Dans l’ensemble, nous pouvons avoir pas mal de points communs avec l’administration actuelle et nous pourrions rechercher ensemble des solutions aux problèmes clés d’aujourd’hui, notamment la stabilité stratégique et l’économie. Pourquoi? Tout simplement parce que nous sommes parmi les plus grands producteurs mondiaux, disons, de pétrole ; les États-Unis en sont le premier producteur, suivis de l’Arabie Saoudite et de la Russie.
Qu’est-ce qui distingue l’économie russe et, disons, américaine ? Nous ne sommes pas seulement parmi les plus grands producteurs d’énergie, nous sommes également parmi les plus grands consommateurs d’énergie, ce qui signifie que des prix trop élevés sont mauvais pour nos deux économies, car l’énergie est utilisée pour produire d’autres biens à l’intérieur du pays. Des prix trop bas sont également néfastes, car ils compromettent le potentiel d’investissement des sociétés énergétiques. Nous avons des choses à discuter. Il existe d’autres questions dans le secteur de l’énergie qui pourraient présenter un intérêt mutuel.
D’ailleurs, dans ce sens, je doute que l’actuel président américain, M. Trump – je le répète, nous avons travaillé ensemble lorsqu’il était président pour la première fois – prenne des décisions, même si nous entendons parler de la possibilité d’imposer davantage de sanctions. sur la Russie, je doute encore qu’il prenne des décisions qui seront mauvaises pour l’économie américaine. Ce n’est pas seulement une personne intelligente, mais c’est aussi une personne pragmatique. Et j’ai du mal à l’imaginer prendre des décisions qui nuiraient à l’économie américaine.
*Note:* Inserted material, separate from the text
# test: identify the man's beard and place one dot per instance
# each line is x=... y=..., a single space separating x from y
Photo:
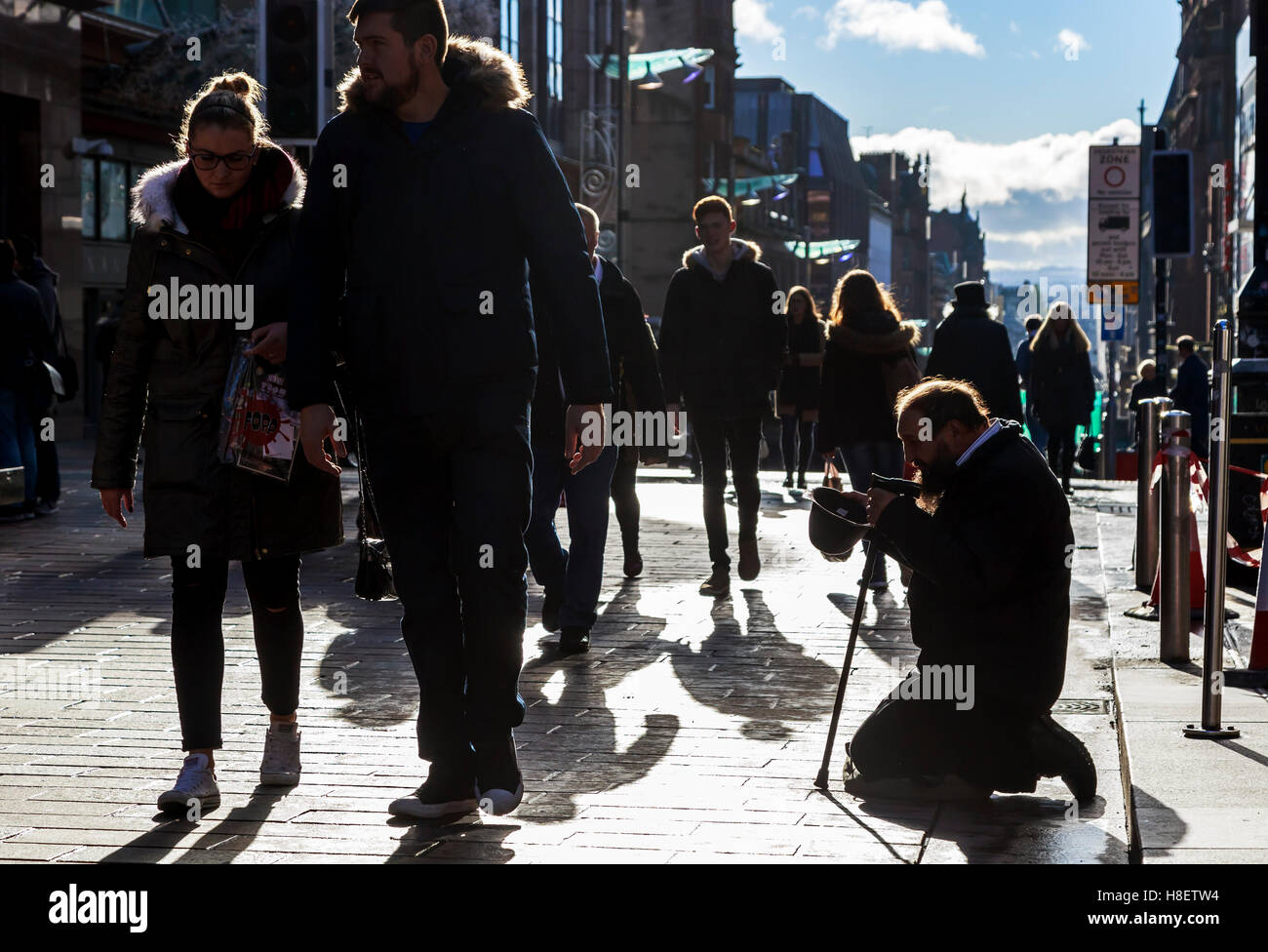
x=933 y=479
x=393 y=97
Il est donc logique que nous nous rencontrions sur la base des réalités d’aujourd’hui, que nous nous asseyions et discutions sans hâte des domaines qui intéressent les États-Unis et la Russie. Nous sommes prêts à le faire. Mais, encore une fois, cela dépend avant tout des décisions et des choix de l’administration américaine actuelle.